Det.Sgt.Brad Reynolds, South Simcoe Police Force
"My son didn't deserve to die, he didn't deserve for these people to sell him this sh-- and for me to wake up in the morning to find him dead."
"Shawny may have held a gun to his own head, but the people that sold it to him are the ones that pulled the trigger."
"He was going to work the next day, he had two little boys to live for. He was on the right path. My son turned to the wrong people and he's no longer here."
Denise Lane, Innisfil, Ontario
"The law is clear that you do incur a liability for death resulting from your distribution of a drug."
"That's because the mental state fault requirement for manslaughter is very low -- the objective foreseeability of bodily harm, not even death."
Alan Young, law professor, York University, Toronto
"Given that it's pretty notorious what fentanyl does to people, it seems to me like a logical progression [police laying manslaughter charges on drug traffickers]."
Kent Roach, law professor, University of Toronto
Fentanyl .. torontosun |
A new, and perhaps predictable issue has raised its head; with the public now so well aware of the dangers inherent in the use of powerful opiates like fentanyl and carfentanil, more than proven by the seemingly unstoppable incidences of drug overdoses throughout North America caused by other drugs being doctored with the cheaper fentanyl and the introduction of both these potentially lethal drugs to the street trade, no one peddling the drugs can claim ignorance of its deadly effects.
In choosing to continue selling these drugs to people addicted to opiates, drug pushers are fairly directly responsible for the deaths that ultimately ensue. If and when they can be identified and linked to particular instances of drug overdose leading to death they can now expect that local police forces will be arresting and charging them with homicide.
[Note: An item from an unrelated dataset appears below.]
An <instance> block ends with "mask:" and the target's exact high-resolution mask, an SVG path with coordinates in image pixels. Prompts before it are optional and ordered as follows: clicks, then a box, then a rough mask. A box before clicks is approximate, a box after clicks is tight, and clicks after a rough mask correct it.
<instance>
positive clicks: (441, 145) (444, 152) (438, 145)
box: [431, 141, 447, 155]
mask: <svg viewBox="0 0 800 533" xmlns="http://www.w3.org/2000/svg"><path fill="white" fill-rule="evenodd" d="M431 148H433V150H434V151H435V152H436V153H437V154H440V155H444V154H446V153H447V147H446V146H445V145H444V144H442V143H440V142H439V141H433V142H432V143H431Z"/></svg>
This is not a particularly shocking new revelation, after all.
The notorious case of actor John Belushi who died of a drug overdose appears to have been the breaking point when Cathy Smith was convicted of involuntary manslaughter in a plea deal when she was prosecuted for second-degree murder for injecting Belushi with heroin and cocaine that killed him.
The Supreme Court of Canada in 1993 upheld a manslaughter conviction against a man who provided and injected cocaine into a woman's arm with her consent, after which she went into cardiac arrest and choked to death on her vomit.
Two charges against fentanyl traffickers have been laid by Ontario Provincial Police, while an additional three other traffickers are under investigation for the same offence. According to an OPP spokesperson, it can be expected that such charges will be increasingly used as a deterrent and punishment for those who traffic the drugs in lock-step with the growing death rate due to overdoses.
Two fentanyl suppliers in two separate cases have had manslaughter charges brought against them in the past year in Edmonton, Alberta. In Brantford, Ontario, police charged a man with manslaughter for selling powdered fentanyl and cocaine in early September to a man who died of an overdose. While RCMP in that same month reacted after a man died from an overdose of carfentanil, by charging the man who provided the drug, with manslaughter.
However, in Vancouver where a full-flood fentanyl crisis continues to unfold, no manslaughter charges have been laid by police against fentanyl dealers. "This is a complex issue that our investigators have considered at length. I believe charges and convictions in this area are fairly rare, and are usually only successful when a unique set of circumstances and evidence exist for that particular case", explained Const.Jason Doucette.
This could reflect a police culture at variance with those in other parts of the country. And it could conceivably reflect that this is a less efficient police force, incapable of investigating the source of an ongoing proliferation of deadly drugs, linking specific dealers to deadly events in the aftermath of yet another tragedy.